Sen. Bernard Sanders of Vermont is staying neutral on whether Apple is correct in refusing the FBI help to break into the iPhone of San Bernardino, California, shooter Syed Rizwan Farook.

“I am very fearful in America about Big Brother, and that means not only the federal government getting into your emails or knowing what books you’re taking out of the library, or private corporations knowing everything there is to know about you in terms of you health records, your banking records, your consumer practices. I worry about that very very much,” Mr. Sanders said during a town hall hosted by MSNBC on Thursday.

“I also worry about the possibility of the terrorist attack against our country, and frankly, there is a middle ground that can be reached,” Mr. Sanders said. “There has got to be a balance. But count me in as someone who is a very strong civil libertarian who believes we can fight terrorism without undermining our constitutional rights and our privacy rights.”

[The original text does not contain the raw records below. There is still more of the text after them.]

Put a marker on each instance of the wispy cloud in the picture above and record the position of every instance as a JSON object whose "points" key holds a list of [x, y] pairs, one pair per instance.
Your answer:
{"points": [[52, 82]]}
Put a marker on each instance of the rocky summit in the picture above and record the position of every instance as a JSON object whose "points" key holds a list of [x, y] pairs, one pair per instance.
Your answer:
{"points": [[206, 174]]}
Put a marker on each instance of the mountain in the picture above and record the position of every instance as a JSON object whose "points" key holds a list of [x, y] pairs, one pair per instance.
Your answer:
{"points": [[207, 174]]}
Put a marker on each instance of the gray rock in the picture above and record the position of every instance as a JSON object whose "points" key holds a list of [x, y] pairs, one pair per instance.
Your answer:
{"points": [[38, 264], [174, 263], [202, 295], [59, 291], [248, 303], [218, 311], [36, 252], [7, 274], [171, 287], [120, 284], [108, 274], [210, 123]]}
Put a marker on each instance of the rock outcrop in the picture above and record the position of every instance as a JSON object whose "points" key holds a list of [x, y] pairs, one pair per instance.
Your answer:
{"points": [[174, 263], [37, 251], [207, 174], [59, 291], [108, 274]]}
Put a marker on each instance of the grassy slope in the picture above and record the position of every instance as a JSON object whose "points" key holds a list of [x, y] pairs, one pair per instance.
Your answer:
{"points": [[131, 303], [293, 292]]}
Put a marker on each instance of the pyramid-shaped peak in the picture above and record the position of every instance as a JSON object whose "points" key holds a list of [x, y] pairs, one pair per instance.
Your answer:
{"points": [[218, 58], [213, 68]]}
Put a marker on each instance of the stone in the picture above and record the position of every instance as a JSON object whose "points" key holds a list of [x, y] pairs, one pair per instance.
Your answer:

This week a federal judge ordered Apple to bypass security functions on the iPhone used by Farook, one of the terrorists in the December mass shootings of 14 people in California. Apple has refused to cooperate, saying the order would set a “chilling precedent.” Apple pledged to fight aggressively against government efforts to “weaken the security” of consumer technology products.

Lawmakers on both sides of the aisle have demanded that Apple cooperate with the federal government in their investigation.

In an interview with PBS yesterday, Sen. Dianne Feinstein, the vice chair of the Senate Select Committee on Intelligence and a Democrat from California, told Apple they should comply with the court order, saying the information found on the phone could prevent future acts of terrorism. Mrs. Feinstein said that if Apple didn’t comply, she and her colleagues would introduce a law to compel them to.